🤖 AI Summary
To address the challenge that Slot Attention struggles to align slots with whole objects—rather than local parts—in real-world images, this paper proposes a text-guided generative slot learning framework. We first reinterpret a pretrained diffusion decoder as a semantic mask generator and jointly optimize object-level slot representations and image-text alignment within the diffusion reconstruction space. This enables weakly supervised semantic alignment, unifying segmentation, generation, and attribute prediction into a single multi-task model. Crucially, our method requires no pixel-level annotations, relying solely on image–text pairing signals. On the PASCAL VOC and COCO object discovery benchmarks, it achieves mIoU improvements of 35% and 10% over prior state-of-the-art methods, respectively, and sets a new record for FID among slot-based approaches. Moreover, its weakly supervised segmentation performance surpasses existing language-guided and dedicated weakly supervised models.
📝 Abstract
Slot attention aims to decompose an input image into a set of meaningful object files (slots). These latent object representations enable various downstream tasks.
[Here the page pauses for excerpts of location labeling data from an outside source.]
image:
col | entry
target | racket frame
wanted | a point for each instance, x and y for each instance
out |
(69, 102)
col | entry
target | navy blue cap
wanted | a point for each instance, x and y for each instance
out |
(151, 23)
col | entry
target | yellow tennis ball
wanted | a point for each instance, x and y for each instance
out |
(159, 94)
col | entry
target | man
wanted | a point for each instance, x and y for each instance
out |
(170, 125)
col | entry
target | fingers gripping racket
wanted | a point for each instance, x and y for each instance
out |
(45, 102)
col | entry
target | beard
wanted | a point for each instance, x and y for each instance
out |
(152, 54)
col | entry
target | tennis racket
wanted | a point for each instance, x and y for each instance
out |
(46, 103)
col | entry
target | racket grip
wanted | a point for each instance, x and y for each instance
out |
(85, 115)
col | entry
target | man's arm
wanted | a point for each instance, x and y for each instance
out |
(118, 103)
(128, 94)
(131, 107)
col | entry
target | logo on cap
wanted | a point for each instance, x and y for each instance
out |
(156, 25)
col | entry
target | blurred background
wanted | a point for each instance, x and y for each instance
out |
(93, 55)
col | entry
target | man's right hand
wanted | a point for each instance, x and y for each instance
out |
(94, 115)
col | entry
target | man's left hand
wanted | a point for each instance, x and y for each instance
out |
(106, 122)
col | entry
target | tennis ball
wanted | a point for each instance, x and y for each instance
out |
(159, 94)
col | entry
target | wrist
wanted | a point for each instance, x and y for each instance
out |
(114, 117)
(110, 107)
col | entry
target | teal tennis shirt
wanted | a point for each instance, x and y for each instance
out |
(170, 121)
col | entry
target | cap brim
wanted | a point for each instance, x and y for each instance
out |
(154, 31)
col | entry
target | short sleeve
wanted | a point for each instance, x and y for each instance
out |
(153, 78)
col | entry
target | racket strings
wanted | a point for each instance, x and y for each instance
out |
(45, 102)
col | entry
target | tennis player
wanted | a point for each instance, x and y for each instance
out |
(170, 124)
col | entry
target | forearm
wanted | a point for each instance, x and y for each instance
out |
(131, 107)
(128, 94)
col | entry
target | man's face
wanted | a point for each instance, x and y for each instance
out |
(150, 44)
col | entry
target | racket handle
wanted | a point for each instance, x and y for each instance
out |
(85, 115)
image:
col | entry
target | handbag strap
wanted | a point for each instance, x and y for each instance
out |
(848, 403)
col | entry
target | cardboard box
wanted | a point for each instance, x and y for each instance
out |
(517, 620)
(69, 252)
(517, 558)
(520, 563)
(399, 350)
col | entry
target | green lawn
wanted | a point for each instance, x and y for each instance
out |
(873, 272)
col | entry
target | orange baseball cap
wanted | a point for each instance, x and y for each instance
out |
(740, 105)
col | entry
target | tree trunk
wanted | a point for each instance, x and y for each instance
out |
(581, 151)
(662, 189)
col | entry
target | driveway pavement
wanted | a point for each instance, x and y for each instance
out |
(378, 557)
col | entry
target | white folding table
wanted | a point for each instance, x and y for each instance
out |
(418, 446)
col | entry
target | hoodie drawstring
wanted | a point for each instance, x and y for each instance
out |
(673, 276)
Yet, these slots often bind to object parts, not objects themselves, especially for real-world datasets. To address this, we introduce Guided Latent Slot Diffusion - GLASS, an object-centric model that uses generated captions as a guiding signal to better align slots with objects. Our key insight is to learn the slot-attention module in the space of generated images. This allows us to repurpose the pre-trained diffusion decoder model, which reconstructs the images from the slots, as a semantic mask generator based on the generated captions. GLASS learns an object-level representation suitable for multiple tasks simultaneously, e.g., segmentation, image generation, and property prediction, outperforming previous methods. For object discovery, GLASS achieves approx. a +35% and +10% relative improvement for mIoU over the previous state-of-the-art (SOTA) method on the VOC and COCO datasets, respectively, and establishes a new SOTA FID score for conditional image generation amongst slot-attention-based methods. For the segmentation task, GLASS surpasses SOTA weakly-supervised and language-based segmentation models, which were specifically designed for the task.